HOW VALUE IS MEASURED. Even in areas that are unquestionably marketing's domain, such as lead generation, measures that go beyond performance efficiency to measure real value creation are historically weak. Marketing's longstanding inability to account for its impact on the bottom line has severely undercut its credibility, and many businesses treat marketing as little more than a managerial function governing an expensive cost of doing business.

Over the past few years, sophisticated analytics and reporting tools like dashboards and scorecards have been developed that seek to quantify marketing ROI. This is good news for marketers -- sort of. After all, does anyone really think businesses are making big investments in dashboards just to help marketers prove their worth? In fact, the drivers shaping marketing metrics are well beyond the department's domain. Any marketer who doesn't understand them will be lucky to have a job when the dust settles.

To understand the value marketing brings to a business, you first have to understand how value is measured. What do investors look at when they assess a company's worth? Profitability, growth, and risk. A business needs positive cash flow, clear potential for increasing it, and some hedge against the uncertainty of achieving growth in the face of volatility. The question for marketers is how they contribute in a measurable way to improving profitability, promoting growth, and minimizing risk.

FLUID CONCEPTS. The answer is that marketing helps improve profitability when it identifies and consistently attracts the kind of customers that earn the enterprise the best margins. Marketing improves the prospects for growth when it identifies new needs and markets that can be profitably served with new products or services. And it minimizes risk when it builds a reputation that encourages loyal customers to continue buying from the outfit. Take that argument to the corner office, and you'll earn a nice pat on the back and a nudge back to your desk.

Like it or not, shareholders care about the kind of value that shows up on the balance sheet -- concrete worth that lends itself to crisp calculations that show money in the bank. It's a mentality that relies on relentless consistency, structure, and predictability, everything marketing has eschewed for decades.

In the finance-driven world of the boardroom, concepts are solid and slow to change. In marketing, even the most foundational concepts of the profession have a spectrum of meanings that change to fit new challenges. In finance, net present value is a formula that everyone writes the same way. In marketing, segmentation has one definition in the textbooks and a dozen on the street.

TROUBLING NUMBERS. Such fluidity is a tremendous creative strength for marketing, and businesses have been content for years to put large portions of revenue in the hands of marketers to work all kinds of magic. As long as marketing performed, no one pressed too seriously on the details of how the magic worked, and the department had a long leash to explore new ideas in building brands and penetrating markets.

Then there was a boom, and the fortunes of marketing rose high. Afterward came the bust, and marketing dropped like a rock. For many people, that's the story, and they're eagerly watching the economic recovery for signs of marketing's return to the good times. But over in the financial office, the guys with green visors found something troubling in the post-bubble numbers, and marketing will never be the same.
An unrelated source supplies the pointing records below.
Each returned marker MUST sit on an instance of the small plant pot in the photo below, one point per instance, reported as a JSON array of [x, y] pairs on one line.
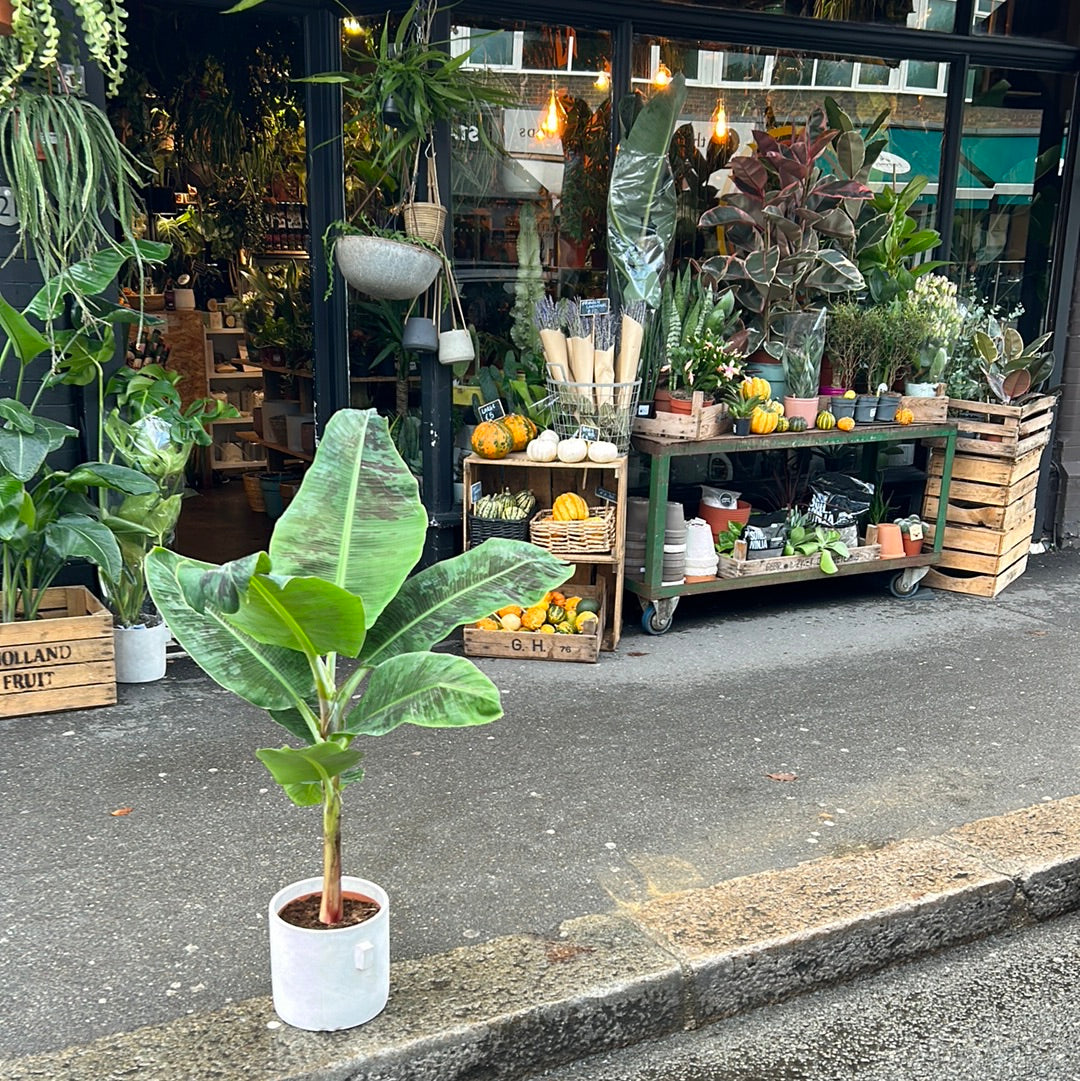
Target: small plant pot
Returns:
[[842, 408], [332, 978], [891, 541], [887, 409], [805, 408], [866, 409]]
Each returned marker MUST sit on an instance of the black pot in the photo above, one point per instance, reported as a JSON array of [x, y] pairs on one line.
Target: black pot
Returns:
[[887, 409]]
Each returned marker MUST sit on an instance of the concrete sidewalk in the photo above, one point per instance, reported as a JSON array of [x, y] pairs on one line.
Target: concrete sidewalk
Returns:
[[560, 843]]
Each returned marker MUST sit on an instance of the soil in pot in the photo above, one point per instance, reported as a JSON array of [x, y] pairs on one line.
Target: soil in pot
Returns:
[[304, 911]]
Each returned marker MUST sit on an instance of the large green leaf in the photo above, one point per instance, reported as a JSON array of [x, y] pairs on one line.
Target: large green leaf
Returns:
[[25, 339], [23, 453], [266, 676], [79, 536], [304, 614], [432, 690], [357, 520], [431, 603]]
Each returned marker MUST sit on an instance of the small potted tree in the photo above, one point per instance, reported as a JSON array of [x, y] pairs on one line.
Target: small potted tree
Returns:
[[277, 627]]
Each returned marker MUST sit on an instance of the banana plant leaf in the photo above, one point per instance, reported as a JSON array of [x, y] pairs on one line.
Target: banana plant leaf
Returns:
[[641, 200]]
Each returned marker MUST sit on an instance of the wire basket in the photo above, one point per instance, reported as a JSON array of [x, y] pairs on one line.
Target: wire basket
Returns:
[[595, 535], [605, 408]]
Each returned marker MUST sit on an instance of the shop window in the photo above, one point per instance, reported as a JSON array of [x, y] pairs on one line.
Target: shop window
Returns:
[[1010, 188], [1050, 19]]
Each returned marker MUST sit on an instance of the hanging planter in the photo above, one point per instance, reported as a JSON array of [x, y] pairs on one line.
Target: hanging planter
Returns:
[[384, 268]]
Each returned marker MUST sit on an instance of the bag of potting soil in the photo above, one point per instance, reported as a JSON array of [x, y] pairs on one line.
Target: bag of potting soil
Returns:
[[838, 501]]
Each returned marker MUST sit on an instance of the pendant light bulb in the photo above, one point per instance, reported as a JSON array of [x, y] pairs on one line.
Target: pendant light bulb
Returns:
[[720, 123], [551, 124]]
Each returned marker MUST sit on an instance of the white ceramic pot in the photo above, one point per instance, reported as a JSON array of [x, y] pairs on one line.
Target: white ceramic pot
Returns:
[[920, 389], [386, 269], [334, 978], [141, 653]]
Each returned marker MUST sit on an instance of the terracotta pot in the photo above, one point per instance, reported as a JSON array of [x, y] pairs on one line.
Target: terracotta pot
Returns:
[[891, 541], [719, 518]]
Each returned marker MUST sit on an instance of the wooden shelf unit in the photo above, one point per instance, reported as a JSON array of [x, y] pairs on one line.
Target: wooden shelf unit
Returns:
[[547, 480]]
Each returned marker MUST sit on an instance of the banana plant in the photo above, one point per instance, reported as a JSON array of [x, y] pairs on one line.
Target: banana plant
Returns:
[[336, 583]]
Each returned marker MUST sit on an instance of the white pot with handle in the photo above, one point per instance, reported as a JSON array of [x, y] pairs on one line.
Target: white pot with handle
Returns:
[[332, 978]]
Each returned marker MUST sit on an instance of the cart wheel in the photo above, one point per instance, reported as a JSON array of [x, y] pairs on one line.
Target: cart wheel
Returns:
[[653, 624], [896, 587]]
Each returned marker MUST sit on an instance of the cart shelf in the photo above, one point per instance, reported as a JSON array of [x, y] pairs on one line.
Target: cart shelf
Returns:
[[660, 601]]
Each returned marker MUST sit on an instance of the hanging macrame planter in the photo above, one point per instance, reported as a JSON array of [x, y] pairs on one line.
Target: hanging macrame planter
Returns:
[[386, 269]]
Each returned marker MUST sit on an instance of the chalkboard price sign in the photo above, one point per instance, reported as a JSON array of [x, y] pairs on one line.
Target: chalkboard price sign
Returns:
[[491, 411]]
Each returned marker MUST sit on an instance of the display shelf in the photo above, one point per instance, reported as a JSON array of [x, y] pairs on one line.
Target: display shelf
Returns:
[[660, 600], [548, 479]]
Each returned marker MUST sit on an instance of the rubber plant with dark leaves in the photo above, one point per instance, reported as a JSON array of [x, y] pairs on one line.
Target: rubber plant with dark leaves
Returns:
[[275, 627], [49, 517]]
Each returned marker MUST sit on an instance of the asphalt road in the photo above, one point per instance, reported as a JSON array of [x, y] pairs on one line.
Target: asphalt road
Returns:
[[602, 784], [999, 1010]]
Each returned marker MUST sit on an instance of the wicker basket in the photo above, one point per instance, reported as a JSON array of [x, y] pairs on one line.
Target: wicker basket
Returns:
[[253, 490], [425, 221], [567, 538], [483, 529]]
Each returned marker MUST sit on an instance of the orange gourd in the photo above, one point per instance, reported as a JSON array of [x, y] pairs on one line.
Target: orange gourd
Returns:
[[492, 439]]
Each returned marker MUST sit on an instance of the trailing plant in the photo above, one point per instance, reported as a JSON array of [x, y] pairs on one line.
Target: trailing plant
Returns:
[[74, 182], [40, 40], [337, 583]]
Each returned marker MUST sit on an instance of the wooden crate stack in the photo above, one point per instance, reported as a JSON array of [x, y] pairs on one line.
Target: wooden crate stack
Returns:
[[990, 511]]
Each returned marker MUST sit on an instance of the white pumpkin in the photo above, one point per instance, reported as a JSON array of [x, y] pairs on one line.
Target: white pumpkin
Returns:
[[542, 450], [572, 450], [603, 452]]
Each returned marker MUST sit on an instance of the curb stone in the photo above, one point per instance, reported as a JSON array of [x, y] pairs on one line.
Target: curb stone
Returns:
[[514, 1005]]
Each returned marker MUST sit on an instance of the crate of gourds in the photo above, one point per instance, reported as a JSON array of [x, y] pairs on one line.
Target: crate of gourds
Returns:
[[574, 528], [564, 624]]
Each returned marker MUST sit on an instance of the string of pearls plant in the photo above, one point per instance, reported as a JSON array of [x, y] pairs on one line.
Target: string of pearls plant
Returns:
[[40, 41]]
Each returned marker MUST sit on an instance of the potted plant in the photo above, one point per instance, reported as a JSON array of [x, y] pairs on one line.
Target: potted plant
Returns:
[[932, 302], [50, 517], [275, 628], [787, 231], [149, 431], [77, 184]]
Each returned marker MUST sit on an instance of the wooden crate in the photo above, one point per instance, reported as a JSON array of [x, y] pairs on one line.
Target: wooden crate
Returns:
[[63, 661], [774, 564], [531, 645], [1002, 431], [704, 422]]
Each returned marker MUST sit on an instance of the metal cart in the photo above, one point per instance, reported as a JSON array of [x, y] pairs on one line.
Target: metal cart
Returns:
[[658, 601]]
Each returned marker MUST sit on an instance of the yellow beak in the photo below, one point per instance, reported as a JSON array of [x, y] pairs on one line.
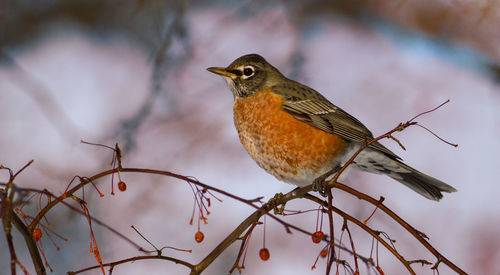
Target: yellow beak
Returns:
[[222, 72]]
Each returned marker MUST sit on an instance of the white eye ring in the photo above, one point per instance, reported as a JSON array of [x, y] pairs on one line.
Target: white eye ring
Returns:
[[248, 71]]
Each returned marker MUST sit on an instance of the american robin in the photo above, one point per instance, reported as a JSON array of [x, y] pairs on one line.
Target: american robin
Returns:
[[297, 135]]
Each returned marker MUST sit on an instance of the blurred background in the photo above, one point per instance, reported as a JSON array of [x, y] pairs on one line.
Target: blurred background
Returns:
[[133, 72]]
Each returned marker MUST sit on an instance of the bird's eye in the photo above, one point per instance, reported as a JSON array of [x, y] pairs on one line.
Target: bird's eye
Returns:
[[248, 71]]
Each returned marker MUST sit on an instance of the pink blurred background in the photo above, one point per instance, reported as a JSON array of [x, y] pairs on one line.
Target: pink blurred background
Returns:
[[134, 73]]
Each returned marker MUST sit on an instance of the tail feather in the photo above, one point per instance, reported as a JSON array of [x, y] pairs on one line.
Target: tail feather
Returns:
[[421, 183]]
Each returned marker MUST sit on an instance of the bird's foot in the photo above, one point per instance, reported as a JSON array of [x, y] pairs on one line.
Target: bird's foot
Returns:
[[278, 203], [320, 184]]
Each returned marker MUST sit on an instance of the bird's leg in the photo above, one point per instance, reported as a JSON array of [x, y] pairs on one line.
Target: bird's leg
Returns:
[[277, 203], [320, 184]]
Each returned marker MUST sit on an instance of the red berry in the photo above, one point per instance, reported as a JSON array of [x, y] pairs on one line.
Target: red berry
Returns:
[[198, 237], [317, 236], [122, 186], [264, 254], [37, 234]]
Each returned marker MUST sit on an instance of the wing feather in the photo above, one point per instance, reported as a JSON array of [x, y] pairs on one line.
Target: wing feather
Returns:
[[308, 105]]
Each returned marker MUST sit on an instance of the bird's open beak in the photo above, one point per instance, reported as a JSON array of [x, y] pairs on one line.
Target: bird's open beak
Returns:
[[222, 72]]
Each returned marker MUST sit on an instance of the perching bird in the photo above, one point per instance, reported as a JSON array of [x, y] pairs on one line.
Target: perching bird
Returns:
[[297, 135]]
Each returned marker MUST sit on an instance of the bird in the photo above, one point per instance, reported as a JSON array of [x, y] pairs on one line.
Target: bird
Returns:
[[297, 135]]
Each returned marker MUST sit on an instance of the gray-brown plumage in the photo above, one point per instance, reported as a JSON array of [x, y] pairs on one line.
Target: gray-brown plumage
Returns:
[[251, 74]]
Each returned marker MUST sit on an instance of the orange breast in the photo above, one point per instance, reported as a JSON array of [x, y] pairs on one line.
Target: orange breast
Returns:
[[290, 149]]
Jonathan Knowles is managing director at the U.S. subsidiary of Brand Finance, the London-based consultancy that helps businesses determine the value of their brands. Brand valuation is important for a lot of reasons, from setting the price for mergers and acquisitions to helping businesses determine what assets they should invest in. Knowles is one of those rare financial guys who understands and appreciates marketing, which puts him in a perfect position to interpret the writing on the wall.

PUZZLING DISPARITY. In his presentations to marketers on brand valuation, Knowles offers a chart that shows the market-to-book ratios for S&P 500 businesses dating back to 1982. Simply stated, the ratio measures the difference between what a business is worth on its balance sheet and what the market would be willing to pay for it. Everyone knows that during the dot-com bubble, business valuations soared ridiculously above book value. What many people don't know, and what troubled those like Knowles, is that the trend has been growing for two decades, and the bubble's bursting didn't stop it.

That means the mechanisms that help measure the value of business have changed, which makes financial people nervous. No one is certain why business valuations keep climbing above assets, but they have a good hypothesis -- one that's driving them into the bowels of business operations, particularly marketing. When they're done recalibrating their formulas, marketing will be fundamentally changed.